Stewart Levy is a 15-year veteran of the corporate wellness arena, so he has seen all the corporate programs. And he has seen how many fail.
“A health fair where you invite vendors in and you blow up balloons and make people feel good,” he said. “The data shows that doesn't work.”
So when he founded Health Promotion Solutions four years ago, he did it with one goal in mind: “To provide evidence-based tools that employers could use for better outcomes.”
Levy has found his biggest challenge is simply getting the chance — and the time — to implement programs that do work.
“We still have this debate and frustration because employers are not sure if their investment in wellness and prevention is paying off,” he said. “The evidence exists that wellness needs to be done strategically, it needs to be long term, and it needs to be done with a major investment.”
Levy said it can take three to five years before the impact of company wellness programs shows up in the medical claims data. So Princeton-based HPS helps employers implement wellness tools that don't rely on medical claims.
“We can actually show behavior changes, changes in eating patterns, changes in chronic disease risk,” he said. HPS helps employers implement “validated tools” developed by government and academic experts. And he said most corporations are not aware that these tools exist.
HPS has partnered with other wellness providers.
There's Princeton-based Viocare, a company funded by the National Institutes of Health, which has created an assessment tool that can gather 90 days of data on an individual's eating patterns in just 30 minutes. And then there's BioSignia, which has created a predictive health screening tool.
Levy said biometric screenings typically give a snapshot of the employee's current health status: blood pressure, cholesterol, height, weight, pulse and waist circumference.
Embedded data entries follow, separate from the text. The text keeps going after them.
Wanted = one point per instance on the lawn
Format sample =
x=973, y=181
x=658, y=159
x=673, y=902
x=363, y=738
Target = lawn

BioSignia, he said, takes it a step further.
“It takes that data and shows a five-year projection for health risk,” he said. That's something both the employer and employee benefit from.
The individual employees get a report that calculates their five-year risk of developing chronic ailments such as diabetes and heart disease. And the employer gets an aggregate estimate of what their increased cost — the financial burden of illness — will be over the next five years.
“So for an employer with 1,000 employees, there may be $5 million in additional health care costs they could face in the next five years, unless they do something about it,” Levy said. The tools will also show that the majority of that risk “is preventable if they put wellness programs in place.”
Levy said wellness works when “there is investment from the employer from a cultural standpoint, with senior management buy-in.”
Wellness efforts that have an impact, he said, include giving employees incentives to engage in fitness challenges and team competitions; providing health coaching, either in-person or via email; putting healthy food in the cafeteria, and offering on-site fitness centers, clinics and disease-management programs.
Levy said the data shows Fortune 500 companies that have invested in robust wellness programs are achieving a reduction of between $3 and $5 in medical claims for every dollar they spend on wellness.